El Gobierno de la Ciudad anunció ayer a través de su portavoz, Alejandro Ramírez, que licitará de inmediato para tenerlo adjudicado antes de que termine este año el servicio de transporte de residuos urbanos a la península que Urbaser viene prestando desde hace años con decretos de prórroga forzosa. Según indicó, la idea con la que trabaja es que la nueva concesión tenga un lustro de vigencia.

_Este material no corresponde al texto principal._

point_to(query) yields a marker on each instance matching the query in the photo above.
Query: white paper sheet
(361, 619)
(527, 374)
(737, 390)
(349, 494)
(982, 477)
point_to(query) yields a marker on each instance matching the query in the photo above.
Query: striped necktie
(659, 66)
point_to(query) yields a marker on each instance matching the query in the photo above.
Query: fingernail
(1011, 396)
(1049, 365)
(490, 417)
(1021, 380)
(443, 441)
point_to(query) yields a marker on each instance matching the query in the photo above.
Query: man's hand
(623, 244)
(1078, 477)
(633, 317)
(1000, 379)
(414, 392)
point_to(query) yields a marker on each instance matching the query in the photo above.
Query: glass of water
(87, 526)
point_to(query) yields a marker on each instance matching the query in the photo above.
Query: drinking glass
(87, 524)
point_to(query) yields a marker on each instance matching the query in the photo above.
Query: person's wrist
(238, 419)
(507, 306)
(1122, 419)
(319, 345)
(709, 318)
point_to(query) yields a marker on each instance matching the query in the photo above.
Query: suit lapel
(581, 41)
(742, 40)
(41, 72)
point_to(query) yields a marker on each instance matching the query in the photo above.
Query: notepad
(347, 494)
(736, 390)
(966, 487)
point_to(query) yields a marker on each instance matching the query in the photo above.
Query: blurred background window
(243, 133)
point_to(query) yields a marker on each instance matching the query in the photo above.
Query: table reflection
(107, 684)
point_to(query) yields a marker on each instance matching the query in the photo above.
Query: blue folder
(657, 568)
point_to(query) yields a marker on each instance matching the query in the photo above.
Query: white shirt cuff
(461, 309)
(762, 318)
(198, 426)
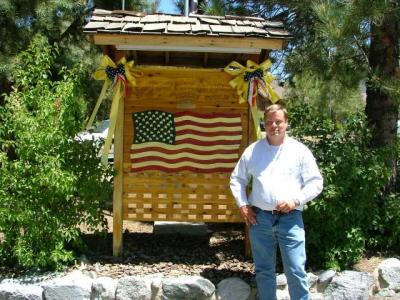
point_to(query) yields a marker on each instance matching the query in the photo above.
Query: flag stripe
(185, 159)
(206, 143)
(207, 125)
(205, 116)
(183, 147)
(170, 169)
(220, 134)
(212, 129)
(183, 164)
(212, 138)
(200, 157)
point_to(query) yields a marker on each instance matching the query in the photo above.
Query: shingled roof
(124, 22)
(178, 40)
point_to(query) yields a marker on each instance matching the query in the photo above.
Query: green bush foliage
(49, 182)
(347, 218)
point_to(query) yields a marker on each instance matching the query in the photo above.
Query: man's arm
(312, 179)
(240, 178)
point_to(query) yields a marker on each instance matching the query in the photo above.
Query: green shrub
(346, 219)
(49, 182)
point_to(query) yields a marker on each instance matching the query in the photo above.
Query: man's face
(275, 123)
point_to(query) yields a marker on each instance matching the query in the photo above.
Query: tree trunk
(382, 108)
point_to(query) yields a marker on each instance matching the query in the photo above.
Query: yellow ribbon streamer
(119, 76)
(249, 82)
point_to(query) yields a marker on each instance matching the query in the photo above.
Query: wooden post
(247, 246)
(118, 180)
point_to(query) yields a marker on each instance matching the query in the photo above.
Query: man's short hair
(275, 108)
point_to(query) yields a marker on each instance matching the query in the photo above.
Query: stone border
(77, 285)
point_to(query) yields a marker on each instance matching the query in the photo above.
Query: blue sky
(167, 6)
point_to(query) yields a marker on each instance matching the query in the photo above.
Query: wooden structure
(182, 61)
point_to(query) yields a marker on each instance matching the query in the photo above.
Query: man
(284, 177)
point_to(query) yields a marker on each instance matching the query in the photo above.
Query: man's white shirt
(284, 172)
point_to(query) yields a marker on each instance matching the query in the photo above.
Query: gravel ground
(217, 255)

Se trata de un servicio esencial que no puede verse interrumpido, pero la planificación del Ejecutivo local no debe renunciar al compromiso adquirido para tener, antes de noviembre, aprobado el proyecto “para el traslado y sustitución de la actual planta para el tratamiento de residuos por otra en la que la mayor parte de dichos residuos sea objeto de reciclaje y reutilización”.
Se trata de un objetivo ambicioso y plausible que no cabe olvidar o demorar sine die, pues según el propio Gobierno de Vivas su implementación “supondría, por una parte, reducir de manera drástica el transporte a la península y, por otra, aumentar el empleo local asociado al funcionamiento de la misma”.
Con la limpieza pública en el centro del debate social y político, la gestión de los residuos debe recibir también la atención que merece para generar el mayor consenso de partida posible alrededor de la necesidad de reducir al máximo la generación de basuras y, a partir de ahí, incidir en la reutilización y reciclaje del volumen más amplio posible de residuos, tanto por motivaciones medioambientales como por potencial económico.